Genre: Literary Fiction, Biographical Fiction
Recommended for: fans of intense research with an interest in Fitzgerald’s later life and old school Hollywood
Oh, hi there. Perhaps you’ve noticed this blog’s name: The Pretty Good Gatsby. Yep. In a surprise to everyone I’m sure, I adore Fitzgerald’s works. SHOCK, I know. So when I heard about a new book detailing his final years spent in Hollywood (AND being published by Viking) I was instantly sold. To be honest, I know very little about his later life, his final few years, and was heartbroken at just how sad they were. Gone were the glitz and glamour of the Jazz Age. Here we have a middle-aged writer, struggling to hold down a job and pay his bills.
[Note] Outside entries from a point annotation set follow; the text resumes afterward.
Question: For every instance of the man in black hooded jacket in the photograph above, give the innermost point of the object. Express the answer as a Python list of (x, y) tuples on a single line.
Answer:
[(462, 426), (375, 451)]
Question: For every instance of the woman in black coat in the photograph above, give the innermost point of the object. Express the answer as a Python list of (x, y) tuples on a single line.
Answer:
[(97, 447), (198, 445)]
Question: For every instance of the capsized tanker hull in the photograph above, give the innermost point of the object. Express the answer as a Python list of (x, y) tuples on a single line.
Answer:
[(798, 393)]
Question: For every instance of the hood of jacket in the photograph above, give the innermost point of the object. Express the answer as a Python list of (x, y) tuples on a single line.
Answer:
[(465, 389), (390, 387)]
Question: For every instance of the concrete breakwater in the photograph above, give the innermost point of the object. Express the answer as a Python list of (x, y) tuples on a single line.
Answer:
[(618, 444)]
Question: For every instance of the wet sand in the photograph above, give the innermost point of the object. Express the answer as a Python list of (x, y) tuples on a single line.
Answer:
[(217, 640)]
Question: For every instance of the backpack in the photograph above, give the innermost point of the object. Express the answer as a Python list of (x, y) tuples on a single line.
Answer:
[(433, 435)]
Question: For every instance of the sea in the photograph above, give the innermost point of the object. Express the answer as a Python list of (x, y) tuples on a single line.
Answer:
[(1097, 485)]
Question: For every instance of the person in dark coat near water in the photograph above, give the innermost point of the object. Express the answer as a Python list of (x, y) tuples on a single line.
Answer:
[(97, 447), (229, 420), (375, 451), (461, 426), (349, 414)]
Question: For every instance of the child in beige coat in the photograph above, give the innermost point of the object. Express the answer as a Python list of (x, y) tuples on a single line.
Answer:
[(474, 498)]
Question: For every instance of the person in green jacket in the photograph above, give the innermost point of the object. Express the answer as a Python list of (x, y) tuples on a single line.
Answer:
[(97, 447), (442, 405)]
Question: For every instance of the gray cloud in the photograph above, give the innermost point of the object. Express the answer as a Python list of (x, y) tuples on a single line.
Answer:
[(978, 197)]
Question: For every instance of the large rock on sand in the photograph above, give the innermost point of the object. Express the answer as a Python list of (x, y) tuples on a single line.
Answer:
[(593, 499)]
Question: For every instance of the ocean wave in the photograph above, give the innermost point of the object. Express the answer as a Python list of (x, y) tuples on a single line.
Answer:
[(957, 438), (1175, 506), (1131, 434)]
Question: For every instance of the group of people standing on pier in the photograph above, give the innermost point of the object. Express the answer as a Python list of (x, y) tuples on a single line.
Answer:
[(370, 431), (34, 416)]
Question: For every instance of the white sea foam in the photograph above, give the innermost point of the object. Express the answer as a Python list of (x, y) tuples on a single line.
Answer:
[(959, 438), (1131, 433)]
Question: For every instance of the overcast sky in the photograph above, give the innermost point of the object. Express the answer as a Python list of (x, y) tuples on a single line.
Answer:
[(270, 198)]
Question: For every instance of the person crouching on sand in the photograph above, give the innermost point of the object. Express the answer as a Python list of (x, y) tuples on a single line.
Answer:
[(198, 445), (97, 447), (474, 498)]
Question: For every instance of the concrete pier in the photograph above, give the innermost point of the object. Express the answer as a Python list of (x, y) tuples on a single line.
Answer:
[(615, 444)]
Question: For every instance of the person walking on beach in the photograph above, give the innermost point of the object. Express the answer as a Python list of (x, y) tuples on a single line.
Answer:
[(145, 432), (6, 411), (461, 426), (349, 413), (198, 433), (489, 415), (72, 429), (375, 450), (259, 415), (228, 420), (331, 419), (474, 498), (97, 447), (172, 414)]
With his wife Zelda in an asylum (always hoping that today will be the day her doctors allow her to go home) and his daughter Scottie starting college, F. Scott Fitzgerald heads out west, out to Hollywood where he’ll try his hand at writing scripts. Initially, things look great: he’s getting work done, he’s being paid, and he’s got a novel in the works. Then the project he’s working on goes bust, new writers are brought in, and he finds himself falling down a seemingly endless hole. In the beginning it’s always promising: he’ll write some scenes and work on re-writes from the director’s notes (more often than not this turns into a total upheaval of Fitzgerald’s original script). Then, out of nowhere, he’ll find he’s been replaced by a different writer. Rinse, repeat.
While in Hollywood, Fitzgerald meets – and begins a relationship with – Sheilah Graham, a gossip columnist. The two carry on their relationship (although Fitzgerald is still married to Zelda) throughout his years in Hollywood (in the end Sheilah takes on more of a caretaker role than that of a girlfriend) and it’s in her apartment that he ultimately has a fatal heart attack.
Today Fitzgerald is widely considered to be one of the greatest writers, not just of the 20th Century, but ever. Period. During his life, however, his novels simply weren’t highly regarded. Sure, they sold, but they weren’t the defining works of literature that they are today. It’s heartbreaking how authors (or painters, musicians, etc etc) don’t receive the recognition they deserve until long after their death. Throughout the novel I kept thinking of another favorite writer: Poe. They had very parallel lives: heavy – heavy drinking, a constant struggle to make money, genius that wasn’t celebrated until after their death.
Although West of Sunset was a bit of a downer (okay, so maybe more than a bit), it wasn’t all sad. Dorothy Parker plays a fairly huge role in this novel and was always ready with a quip or snarky jab. Also, this book reads like a Who’s Who of Hollywood. Humphrey Bogart is another large character and O’Nan doesn’t skimp on the name-dropping! Clearly you can’t have a novel about Fitzgerald without Papa himself, but I was a little disheartened to see Hemingway wasn’t around as much as I had hoped – though that’s clearly a Me issue; the novel isn’t about Hemingway, it’s about Fitzgerald, but I wanted more. There can never be enough Papa!
A few early reviews I read mentioned how dry West of Sunset felt. Personally, I didn’t share their sentiment. This novel reads like a novel, not a massive biography. Stewart O’Nan certainly did extensive research and it definitely shows, but at no point did I ever feel it was too much. I never felt like I was reading anything other than a richly detailed novel.
When all is said and done, West of Sunset tells a story that’s rarely revealed. It pulls back the shining veneer of flappers and bathtub gin and shows the end result: F. Scott Fitzgerald as an alcoholic in his 40s, making feeble attempts to gain the fame he lost. Gone are the glory days of all-night parties. Now he has a wife in an asylum, a daughter heading off to college, and no source of income. This isn’t how I’d like to remember or think of Fitzgerald, but this was one hell of a novel. Also, I had no idea he was a scriptwriter for Gone With the Wind!